The carnage averted at UCF in Orlando could happen anywhere. It already has at other university towns, at movie theaters and on military bases.

And yet, after the carnage in December that killed 20 children and six adults at Sandy Hook Elementary in Newtown, Conn., Congress still seems unable to ban assault weapons.

These are not quick fixes. They must be part of a comprehensive plan that has to include more funding for mental health services and better security at our schools.

Banning weapons won’t ensure that criminals or the mentally ill don’t get high-capacity semiautomatics or any kind of handgun, for that matter, illegally. But at least it won’t be as easy. No one should be able to buy a weapon on the Internet or at a gun show without the seller checking the buyer for a criminal record or whether that person was institutionalized for emotional problems.

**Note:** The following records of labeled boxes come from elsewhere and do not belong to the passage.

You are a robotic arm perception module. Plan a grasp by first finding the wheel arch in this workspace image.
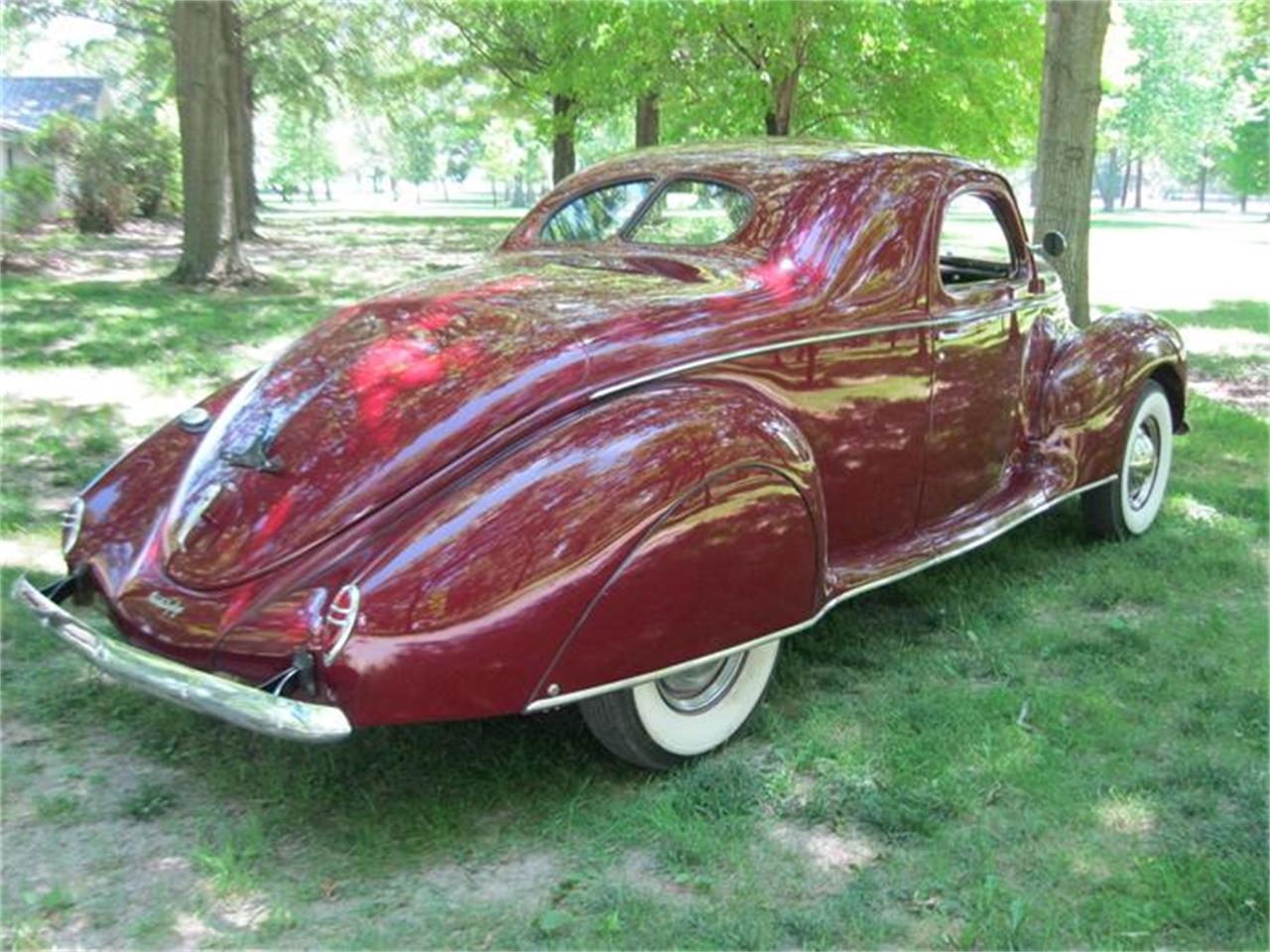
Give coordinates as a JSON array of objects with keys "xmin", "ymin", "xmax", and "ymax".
[{"xmin": 1042, "ymin": 311, "xmax": 1187, "ymax": 485}]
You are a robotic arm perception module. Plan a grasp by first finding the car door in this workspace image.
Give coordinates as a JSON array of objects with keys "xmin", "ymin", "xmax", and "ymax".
[{"xmin": 918, "ymin": 177, "xmax": 1031, "ymax": 526}]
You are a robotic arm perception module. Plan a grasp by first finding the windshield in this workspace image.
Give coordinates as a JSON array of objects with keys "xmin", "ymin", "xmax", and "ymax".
[{"xmin": 539, "ymin": 178, "xmax": 753, "ymax": 246}]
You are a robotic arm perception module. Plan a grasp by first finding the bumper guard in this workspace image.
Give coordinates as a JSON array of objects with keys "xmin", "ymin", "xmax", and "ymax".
[{"xmin": 13, "ymin": 577, "xmax": 352, "ymax": 743}]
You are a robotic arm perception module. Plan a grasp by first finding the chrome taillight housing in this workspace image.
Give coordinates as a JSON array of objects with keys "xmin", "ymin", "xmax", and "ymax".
[
  {"xmin": 321, "ymin": 584, "xmax": 362, "ymax": 663},
  {"xmin": 63, "ymin": 496, "xmax": 83, "ymax": 556}
]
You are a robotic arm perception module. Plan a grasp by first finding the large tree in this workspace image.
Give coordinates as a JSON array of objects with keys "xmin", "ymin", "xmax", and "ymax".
[
  {"xmin": 172, "ymin": 0, "xmax": 228, "ymax": 283},
  {"xmin": 1033, "ymin": 0, "xmax": 1111, "ymax": 325},
  {"xmin": 428, "ymin": 0, "xmax": 617, "ymax": 181}
]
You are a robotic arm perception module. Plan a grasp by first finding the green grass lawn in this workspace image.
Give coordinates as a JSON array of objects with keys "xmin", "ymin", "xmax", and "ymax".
[{"xmin": 0, "ymin": 209, "xmax": 1270, "ymax": 948}]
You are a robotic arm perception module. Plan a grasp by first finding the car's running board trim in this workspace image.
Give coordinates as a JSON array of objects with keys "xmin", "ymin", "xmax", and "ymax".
[{"xmin": 523, "ymin": 473, "xmax": 1120, "ymax": 713}]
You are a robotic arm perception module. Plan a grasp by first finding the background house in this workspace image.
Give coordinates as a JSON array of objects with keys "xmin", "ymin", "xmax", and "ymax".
[{"xmin": 0, "ymin": 76, "xmax": 113, "ymax": 219}]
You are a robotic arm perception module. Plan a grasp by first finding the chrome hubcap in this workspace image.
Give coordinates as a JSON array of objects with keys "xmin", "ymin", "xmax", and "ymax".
[
  {"xmin": 657, "ymin": 652, "xmax": 748, "ymax": 713},
  {"xmin": 1128, "ymin": 416, "xmax": 1160, "ymax": 509}
]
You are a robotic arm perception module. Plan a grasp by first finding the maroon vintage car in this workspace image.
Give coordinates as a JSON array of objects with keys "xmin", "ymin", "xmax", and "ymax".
[{"xmin": 17, "ymin": 141, "xmax": 1187, "ymax": 767}]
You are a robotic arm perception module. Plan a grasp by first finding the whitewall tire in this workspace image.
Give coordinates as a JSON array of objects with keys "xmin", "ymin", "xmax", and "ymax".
[
  {"xmin": 1082, "ymin": 381, "xmax": 1174, "ymax": 539},
  {"xmin": 580, "ymin": 641, "xmax": 780, "ymax": 771}
]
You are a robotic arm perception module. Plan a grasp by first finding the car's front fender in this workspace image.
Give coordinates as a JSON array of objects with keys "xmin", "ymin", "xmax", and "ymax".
[{"xmin": 325, "ymin": 385, "xmax": 825, "ymax": 725}]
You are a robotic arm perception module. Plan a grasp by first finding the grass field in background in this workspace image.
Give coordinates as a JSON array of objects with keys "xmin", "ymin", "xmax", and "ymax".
[{"xmin": 0, "ymin": 207, "xmax": 1270, "ymax": 948}]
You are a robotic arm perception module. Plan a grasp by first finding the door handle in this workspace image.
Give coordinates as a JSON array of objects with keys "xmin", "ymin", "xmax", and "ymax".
[{"xmin": 935, "ymin": 321, "xmax": 979, "ymax": 340}]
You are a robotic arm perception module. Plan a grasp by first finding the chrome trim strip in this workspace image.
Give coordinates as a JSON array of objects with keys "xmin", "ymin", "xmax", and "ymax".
[
  {"xmin": 522, "ymin": 473, "xmax": 1120, "ymax": 713},
  {"xmin": 13, "ymin": 576, "xmax": 352, "ymax": 743},
  {"xmin": 589, "ymin": 295, "xmax": 1061, "ymax": 400}
]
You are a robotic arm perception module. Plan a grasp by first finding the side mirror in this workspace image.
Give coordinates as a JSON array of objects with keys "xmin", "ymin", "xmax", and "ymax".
[{"xmin": 1040, "ymin": 231, "xmax": 1067, "ymax": 258}]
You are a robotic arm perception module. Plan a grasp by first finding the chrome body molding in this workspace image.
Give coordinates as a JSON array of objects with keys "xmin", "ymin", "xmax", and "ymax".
[
  {"xmin": 589, "ymin": 295, "xmax": 1062, "ymax": 400},
  {"xmin": 525, "ymin": 473, "xmax": 1120, "ymax": 713},
  {"xmin": 13, "ymin": 577, "xmax": 352, "ymax": 743}
]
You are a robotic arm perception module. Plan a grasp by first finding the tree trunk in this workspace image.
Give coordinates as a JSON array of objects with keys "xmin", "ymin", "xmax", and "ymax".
[
  {"xmin": 763, "ymin": 69, "xmax": 798, "ymax": 136},
  {"xmin": 221, "ymin": 3, "xmax": 257, "ymax": 241},
  {"xmin": 1093, "ymin": 146, "xmax": 1120, "ymax": 212},
  {"xmin": 635, "ymin": 92, "xmax": 662, "ymax": 149},
  {"xmin": 172, "ymin": 0, "xmax": 227, "ymax": 285},
  {"xmin": 1033, "ymin": 0, "xmax": 1111, "ymax": 326},
  {"xmin": 242, "ymin": 71, "xmax": 264, "ymax": 211},
  {"xmin": 552, "ymin": 95, "xmax": 577, "ymax": 185}
]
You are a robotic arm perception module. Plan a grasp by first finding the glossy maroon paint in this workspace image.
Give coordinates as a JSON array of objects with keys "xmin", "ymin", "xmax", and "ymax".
[{"xmin": 68, "ymin": 142, "xmax": 1185, "ymax": 726}]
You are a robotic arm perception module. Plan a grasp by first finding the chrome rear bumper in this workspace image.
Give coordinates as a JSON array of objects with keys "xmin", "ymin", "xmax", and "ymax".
[{"xmin": 13, "ymin": 577, "xmax": 352, "ymax": 743}]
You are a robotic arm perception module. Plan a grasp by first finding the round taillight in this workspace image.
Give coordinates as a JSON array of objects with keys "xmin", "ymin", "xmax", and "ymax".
[
  {"xmin": 322, "ymin": 584, "xmax": 362, "ymax": 663},
  {"xmin": 63, "ymin": 496, "xmax": 83, "ymax": 556}
]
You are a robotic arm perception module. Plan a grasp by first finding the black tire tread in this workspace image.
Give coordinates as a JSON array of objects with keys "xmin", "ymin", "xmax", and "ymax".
[{"xmin": 577, "ymin": 688, "xmax": 689, "ymax": 771}]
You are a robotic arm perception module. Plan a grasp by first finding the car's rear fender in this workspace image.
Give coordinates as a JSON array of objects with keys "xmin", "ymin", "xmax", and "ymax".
[
  {"xmin": 325, "ymin": 385, "xmax": 825, "ymax": 725},
  {"xmin": 1042, "ymin": 311, "xmax": 1187, "ymax": 485}
]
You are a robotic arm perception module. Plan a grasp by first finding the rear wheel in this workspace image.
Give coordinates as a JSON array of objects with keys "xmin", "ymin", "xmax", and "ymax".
[
  {"xmin": 579, "ymin": 641, "xmax": 780, "ymax": 771},
  {"xmin": 1080, "ymin": 381, "xmax": 1174, "ymax": 539}
]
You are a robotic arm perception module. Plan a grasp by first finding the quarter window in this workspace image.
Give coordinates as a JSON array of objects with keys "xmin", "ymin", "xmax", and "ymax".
[
  {"xmin": 539, "ymin": 180, "xmax": 653, "ymax": 244},
  {"xmin": 630, "ymin": 180, "xmax": 752, "ymax": 245},
  {"xmin": 940, "ymin": 194, "xmax": 1013, "ymax": 287}
]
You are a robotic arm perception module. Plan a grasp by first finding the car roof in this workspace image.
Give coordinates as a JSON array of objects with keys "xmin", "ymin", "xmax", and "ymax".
[{"xmin": 575, "ymin": 137, "xmax": 988, "ymax": 184}]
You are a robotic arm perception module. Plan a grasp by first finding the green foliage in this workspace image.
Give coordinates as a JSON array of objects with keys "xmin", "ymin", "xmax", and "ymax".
[
  {"xmin": 0, "ymin": 163, "xmax": 58, "ymax": 231},
  {"xmin": 31, "ymin": 112, "xmax": 181, "ymax": 234},
  {"xmin": 1219, "ymin": 117, "xmax": 1270, "ymax": 196},
  {"xmin": 389, "ymin": 109, "xmax": 437, "ymax": 185},
  {"xmin": 110, "ymin": 114, "xmax": 181, "ymax": 218},
  {"xmin": 1121, "ymin": 0, "xmax": 1234, "ymax": 178},
  {"xmin": 268, "ymin": 109, "xmax": 339, "ymax": 200},
  {"xmin": 71, "ymin": 121, "xmax": 137, "ymax": 235},
  {"xmin": 71, "ymin": 113, "xmax": 181, "ymax": 234},
  {"xmin": 1219, "ymin": 0, "xmax": 1270, "ymax": 196}
]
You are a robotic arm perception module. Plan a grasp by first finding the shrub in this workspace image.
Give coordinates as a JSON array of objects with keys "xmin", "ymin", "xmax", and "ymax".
[
  {"xmin": 71, "ymin": 119, "xmax": 137, "ymax": 234},
  {"xmin": 0, "ymin": 164, "xmax": 58, "ymax": 231},
  {"xmin": 105, "ymin": 115, "xmax": 181, "ymax": 218},
  {"xmin": 32, "ymin": 114, "xmax": 181, "ymax": 232}
]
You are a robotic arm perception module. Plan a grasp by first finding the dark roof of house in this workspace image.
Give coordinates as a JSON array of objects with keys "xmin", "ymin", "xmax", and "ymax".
[{"xmin": 0, "ymin": 76, "xmax": 105, "ymax": 130}]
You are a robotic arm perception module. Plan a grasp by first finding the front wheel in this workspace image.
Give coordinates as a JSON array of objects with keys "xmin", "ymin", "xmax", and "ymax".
[
  {"xmin": 1080, "ymin": 381, "xmax": 1174, "ymax": 539},
  {"xmin": 579, "ymin": 641, "xmax": 780, "ymax": 771}
]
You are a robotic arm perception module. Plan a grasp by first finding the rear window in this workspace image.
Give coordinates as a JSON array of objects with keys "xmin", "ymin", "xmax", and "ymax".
[
  {"xmin": 539, "ymin": 178, "xmax": 653, "ymax": 244},
  {"xmin": 630, "ymin": 178, "xmax": 753, "ymax": 245}
]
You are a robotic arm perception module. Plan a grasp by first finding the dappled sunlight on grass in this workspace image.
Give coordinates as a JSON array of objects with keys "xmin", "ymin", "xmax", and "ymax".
[{"xmin": 1094, "ymin": 790, "xmax": 1157, "ymax": 835}]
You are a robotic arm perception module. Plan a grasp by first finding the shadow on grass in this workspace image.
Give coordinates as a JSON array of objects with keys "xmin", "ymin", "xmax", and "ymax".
[
  {"xmin": 4, "ymin": 277, "xmax": 330, "ymax": 380},
  {"xmin": 1157, "ymin": 300, "xmax": 1270, "ymax": 334},
  {"xmin": 0, "ymin": 400, "xmax": 135, "ymax": 534}
]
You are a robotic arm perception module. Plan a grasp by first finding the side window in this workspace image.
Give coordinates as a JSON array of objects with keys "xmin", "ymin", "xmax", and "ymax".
[
  {"xmin": 630, "ymin": 178, "xmax": 752, "ymax": 245},
  {"xmin": 940, "ymin": 194, "xmax": 1013, "ymax": 287},
  {"xmin": 539, "ymin": 178, "xmax": 653, "ymax": 244}
]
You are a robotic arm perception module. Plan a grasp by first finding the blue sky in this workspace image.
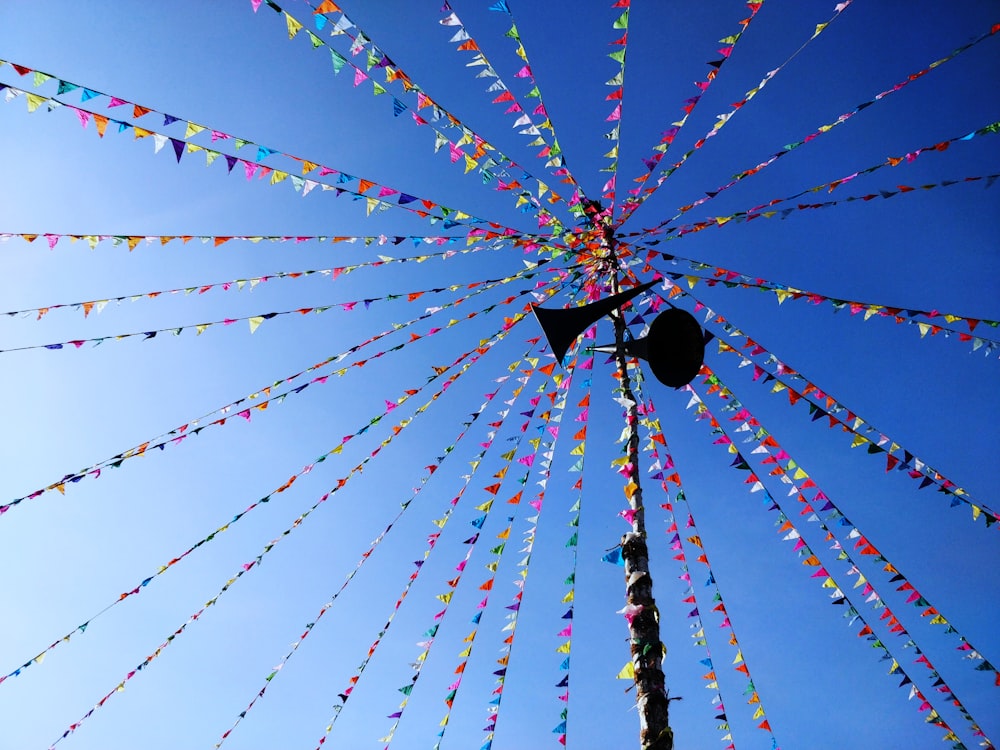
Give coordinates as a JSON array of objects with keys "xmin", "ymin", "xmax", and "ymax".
[{"xmin": 0, "ymin": 0, "xmax": 1000, "ymax": 750}]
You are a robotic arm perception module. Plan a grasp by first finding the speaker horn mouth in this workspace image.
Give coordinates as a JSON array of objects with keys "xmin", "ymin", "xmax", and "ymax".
[{"xmin": 531, "ymin": 281, "xmax": 660, "ymax": 364}]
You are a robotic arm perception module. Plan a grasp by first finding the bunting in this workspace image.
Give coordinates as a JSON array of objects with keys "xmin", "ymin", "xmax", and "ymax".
[
  {"xmin": 652, "ymin": 279, "xmax": 1000, "ymax": 526},
  {"xmin": 619, "ymin": 0, "xmax": 854, "ymax": 225},
  {"xmin": 552, "ymin": 326, "xmax": 597, "ymax": 746},
  {"xmin": 639, "ymin": 376, "xmax": 778, "ymax": 750},
  {"xmin": 0, "ymin": 69, "xmax": 548, "ymax": 235},
  {"xmin": 480, "ymin": 354, "xmax": 579, "ymax": 750},
  {"xmin": 215, "ymin": 346, "xmax": 538, "ymax": 748},
  {"xmin": 0, "ymin": 268, "xmax": 572, "ymax": 515},
  {"xmin": 684, "ymin": 382, "xmax": 989, "ymax": 743},
  {"xmin": 646, "ymin": 251, "xmax": 1000, "ymax": 355},
  {"xmin": 255, "ymin": 0, "xmax": 576, "ymax": 236},
  {"xmin": 616, "ymin": 0, "xmax": 764, "ymax": 226},
  {"xmin": 439, "ymin": 2, "xmax": 586, "ymax": 212}
]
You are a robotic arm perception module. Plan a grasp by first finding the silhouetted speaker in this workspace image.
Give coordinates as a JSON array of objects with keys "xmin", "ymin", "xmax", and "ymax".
[
  {"xmin": 594, "ymin": 307, "xmax": 706, "ymax": 388},
  {"xmin": 532, "ymin": 281, "xmax": 706, "ymax": 388},
  {"xmin": 531, "ymin": 281, "xmax": 657, "ymax": 364}
]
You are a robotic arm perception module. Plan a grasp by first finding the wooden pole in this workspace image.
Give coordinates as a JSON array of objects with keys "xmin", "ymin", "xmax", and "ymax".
[{"xmin": 604, "ymin": 231, "xmax": 674, "ymax": 750}]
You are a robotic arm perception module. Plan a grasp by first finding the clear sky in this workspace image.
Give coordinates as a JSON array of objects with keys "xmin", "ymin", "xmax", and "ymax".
[{"xmin": 0, "ymin": 0, "xmax": 1000, "ymax": 750}]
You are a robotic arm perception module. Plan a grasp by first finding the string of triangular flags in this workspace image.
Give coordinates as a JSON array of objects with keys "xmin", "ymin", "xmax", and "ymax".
[
  {"xmin": 615, "ymin": 0, "xmax": 764, "ymax": 226},
  {"xmin": 646, "ymin": 252, "xmax": 1000, "ymax": 355},
  {"xmin": 434, "ymin": 365, "xmax": 554, "ymax": 750},
  {"xmin": 380, "ymin": 360, "xmax": 572, "ymax": 748},
  {"xmin": 637, "ymin": 381, "xmax": 778, "ymax": 750},
  {"xmin": 50, "ymin": 290, "xmax": 523, "ymax": 747},
  {"xmin": 0, "ymin": 70, "xmax": 540, "ymax": 234},
  {"xmin": 0, "ymin": 268, "xmax": 561, "ymax": 515},
  {"xmin": 632, "ymin": 168, "xmax": 1000, "ymax": 239},
  {"xmin": 223, "ymin": 346, "xmax": 538, "ymax": 748},
  {"xmin": 685, "ymin": 374, "xmax": 985, "ymax": 747},
  {"xmin": 250, "ymin": 0, "xmax": 563, "ymax": 236},
  {"xmin": 619, "ymin": 0, "xmax": 853, "ymax": 225},
  {"xmin": 652, "ymin": 279, "xmax": 1000, "ymax": 525},
  {"xmin": 439, "ymin": 0, "xmax": 587, "ymax": 218},
  {"xmin": 552, "ymin": 326, "xmax": 597, "ymax": 746},
  {"xmin": 426, "ymin": 358, "xmax": 553, "ymax": 750},
  {"xmin": 479, "ymin": 352, "xmax": 577, "ymax": 750},
  {"xmin": 0, "ymin": 260, "xmax": 532, "ymax": 324},
  {"xmin": 332, "ymin": 356, "xmax": 540, "ymax": 744},
  {"xmin": 628, "ymin": 20, "xmax": 1000, "ymax": 236},
  {"xmin": 0, "ymin": 308, "xmax": 548, "ymax": 696},
  {"xmin": 692, "ymin": 374, "xmax": 1000, "ymax": 686},
  {"xmin": 0, "ymin": 229, "xmax": 512, "ymax": 262},
  {"xmin": 0, "ymin": 258, "xmax": 564, "ymax": 354}
]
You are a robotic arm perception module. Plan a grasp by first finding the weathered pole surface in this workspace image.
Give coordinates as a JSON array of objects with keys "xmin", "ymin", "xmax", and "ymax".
[{"xmin": 605, "ymin": 232, "xmax": 674, "ymax": 750}]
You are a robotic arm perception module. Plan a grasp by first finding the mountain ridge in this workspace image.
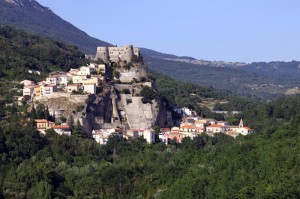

The National Rifle Association holds the Second Amendment sacrosanct — and the lawmakers who fear the NRA’s political clout aren’t budging. Yet, the vast majority of Americans — and polls show a majority of NRA members, too — want universal background checks. And the courts have long upheld that the Second Amendment (like virtually all other constitutional rights) has common-sense limits.

For instance, Americans cannot buy machine guns — except for a small number of people holding special licenses. You don’t own a machine gun for protection. You don’t use it to shoot duck or deer for dinner. It’s a war weapon — as are many of the assault-style rifles that can be rigged to shoot multiple rounds virtually nonstop.

Reinstating the ban on assault-style weapons, as Sen. Dianne Feinstein, D-Calif., has been pushing for, would also make it more difficult for gangs to get their hands on rapid-fire weapons. Yet, the proposed bans on such weapons and high-capacity magazines are now dead on arrival. Senate Majority Leader Harry Reid has decided they’re too controversial.

Instead, Senate legislation would expand background checks to close the loopholes that now allow sales on the Internet and at gun shows without the checks. And it would give police more tools to track gun traffickers and stolen weapons. At the very least a universal background check of all buyers should be mandatory.

Let there be no doubt. The next massacre — like the one averted at UCF — will happen because a fearful Congress was more beholden to the NRA than to the citizens who elected them.